Secondly, the study hypotheses were tested in a representative sample of young children with ASD involving both severely affected and mildly affected children. While previous research in this area has been almost entirely focused on higher functioning individuals with ASD, there is an increasing recognition from the scientific community of the necessity to involve samples that reflect the spectrum of severity of the ASD population (Dyckens and Lense 2011; Vivanti et al. 2013a, b). We addressed this issue by recruiting children with different levels of abilities and children with no history or current symptoms of ASD who were carefully matched on verbal and non-verbal cognitive level. The use of eye-tracking technology enabled us to include children who would otherwise have been untestable with most paradigms.

In conclusion, this study suggests that children with ASD, compared to children without ASD, show abnormalities in monitoring and responding to others’ goal-directed behaviour (gaze and actions directed towards an object). These difficulties appear to be related to a diminished attention to relevant social cues.

Given the nature of our task, it is possible that the increased attention to the target in the head-turning condition shown by participants without ASD merely reflects the tendency to orient in the same direction in which the actor’s head is oriented, without any appreciation of the action’s goal. However, if this were the case, then participants would have increased their attention to the first item on their scan path (see Moll and Tomasello 2004). Our data, however, show that attention to the actor’s hand (a stimulus congruent with the actor’s gaze direction) was decreased, rather than increased, in the head-turning condition, suggesting that our results reflect an appreciation of goal-directedness, rather than a purely ‘geometrical’ orientation in the same direction of the head turn. However, more research is needed to further investigate the goal-directed versus reflexive/geometrical nature of gaze following in children with and without ASD.

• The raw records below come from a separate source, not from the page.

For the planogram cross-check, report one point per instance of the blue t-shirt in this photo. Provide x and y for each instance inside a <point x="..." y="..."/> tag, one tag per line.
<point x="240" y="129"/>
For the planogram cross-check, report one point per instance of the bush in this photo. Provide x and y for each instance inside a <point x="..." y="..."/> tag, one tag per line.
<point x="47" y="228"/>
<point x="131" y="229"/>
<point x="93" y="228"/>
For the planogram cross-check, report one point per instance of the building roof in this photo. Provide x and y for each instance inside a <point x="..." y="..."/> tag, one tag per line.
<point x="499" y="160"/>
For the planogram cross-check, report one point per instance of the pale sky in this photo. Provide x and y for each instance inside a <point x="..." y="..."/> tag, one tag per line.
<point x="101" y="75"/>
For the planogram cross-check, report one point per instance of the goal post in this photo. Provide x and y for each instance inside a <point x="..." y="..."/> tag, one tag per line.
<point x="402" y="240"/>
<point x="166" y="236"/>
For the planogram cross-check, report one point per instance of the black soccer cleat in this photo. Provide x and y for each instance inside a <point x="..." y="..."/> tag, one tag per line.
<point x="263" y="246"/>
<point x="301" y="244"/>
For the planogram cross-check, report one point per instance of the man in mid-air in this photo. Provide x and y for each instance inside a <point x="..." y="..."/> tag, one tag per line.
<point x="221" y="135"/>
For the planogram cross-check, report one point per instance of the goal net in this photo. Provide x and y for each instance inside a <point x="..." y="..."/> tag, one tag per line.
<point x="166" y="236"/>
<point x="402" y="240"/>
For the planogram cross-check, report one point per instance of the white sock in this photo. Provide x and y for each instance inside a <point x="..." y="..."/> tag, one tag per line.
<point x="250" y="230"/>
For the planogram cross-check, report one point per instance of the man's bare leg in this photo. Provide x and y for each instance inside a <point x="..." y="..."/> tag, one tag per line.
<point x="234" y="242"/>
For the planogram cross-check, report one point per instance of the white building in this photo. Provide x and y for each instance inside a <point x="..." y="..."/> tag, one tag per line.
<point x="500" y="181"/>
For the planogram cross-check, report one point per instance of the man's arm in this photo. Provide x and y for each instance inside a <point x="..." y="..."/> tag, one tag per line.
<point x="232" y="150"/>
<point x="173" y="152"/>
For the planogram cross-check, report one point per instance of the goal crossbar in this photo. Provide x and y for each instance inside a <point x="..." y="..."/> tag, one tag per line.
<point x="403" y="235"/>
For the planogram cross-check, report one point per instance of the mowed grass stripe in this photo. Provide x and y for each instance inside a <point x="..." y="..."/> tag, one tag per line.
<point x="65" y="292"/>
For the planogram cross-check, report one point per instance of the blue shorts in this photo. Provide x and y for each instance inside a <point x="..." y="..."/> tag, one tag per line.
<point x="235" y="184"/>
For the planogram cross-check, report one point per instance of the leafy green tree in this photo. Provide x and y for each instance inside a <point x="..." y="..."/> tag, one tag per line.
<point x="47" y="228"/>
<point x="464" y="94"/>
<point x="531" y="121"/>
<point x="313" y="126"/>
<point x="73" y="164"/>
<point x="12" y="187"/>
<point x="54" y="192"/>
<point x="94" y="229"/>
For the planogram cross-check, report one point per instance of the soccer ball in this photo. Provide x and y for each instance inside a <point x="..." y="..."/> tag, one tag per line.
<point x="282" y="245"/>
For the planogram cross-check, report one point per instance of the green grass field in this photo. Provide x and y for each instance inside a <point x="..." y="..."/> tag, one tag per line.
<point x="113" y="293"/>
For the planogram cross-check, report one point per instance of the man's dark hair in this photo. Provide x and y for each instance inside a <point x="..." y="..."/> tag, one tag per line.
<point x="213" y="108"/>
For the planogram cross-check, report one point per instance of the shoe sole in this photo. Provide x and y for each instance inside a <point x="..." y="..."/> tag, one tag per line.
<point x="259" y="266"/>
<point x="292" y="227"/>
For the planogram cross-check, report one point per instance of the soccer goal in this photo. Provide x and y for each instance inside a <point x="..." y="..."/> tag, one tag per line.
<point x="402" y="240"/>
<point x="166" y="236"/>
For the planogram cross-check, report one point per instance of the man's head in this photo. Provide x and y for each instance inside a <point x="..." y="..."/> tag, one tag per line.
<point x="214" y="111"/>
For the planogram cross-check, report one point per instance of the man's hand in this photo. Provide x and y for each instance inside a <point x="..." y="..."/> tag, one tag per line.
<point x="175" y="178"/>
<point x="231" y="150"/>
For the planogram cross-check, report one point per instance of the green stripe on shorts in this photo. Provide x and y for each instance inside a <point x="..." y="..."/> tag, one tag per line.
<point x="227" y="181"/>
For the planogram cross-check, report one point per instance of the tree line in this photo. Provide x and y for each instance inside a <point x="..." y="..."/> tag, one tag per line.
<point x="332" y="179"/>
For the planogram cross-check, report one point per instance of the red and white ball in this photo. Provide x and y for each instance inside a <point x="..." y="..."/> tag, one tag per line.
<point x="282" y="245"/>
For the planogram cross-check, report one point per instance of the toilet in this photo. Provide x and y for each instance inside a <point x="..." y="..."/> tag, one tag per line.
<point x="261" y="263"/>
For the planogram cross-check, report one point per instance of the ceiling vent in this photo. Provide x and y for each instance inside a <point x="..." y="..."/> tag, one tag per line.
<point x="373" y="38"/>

A limitation in the current study is that the sample size was relatively small. However, the logistical difficulties with conducting eye-tracking research with severely disabled children, including recruiting and working with this population involve additional costs and accommodations. Thus, it remains important that our results are replicated in other samples of children with ASD. Future research should focus on understanding the mechanisms underlying diminished social attention in large samples of children with and without ASD, and the impact of such difficulties in early emerging processes supporting social understanding and social learning.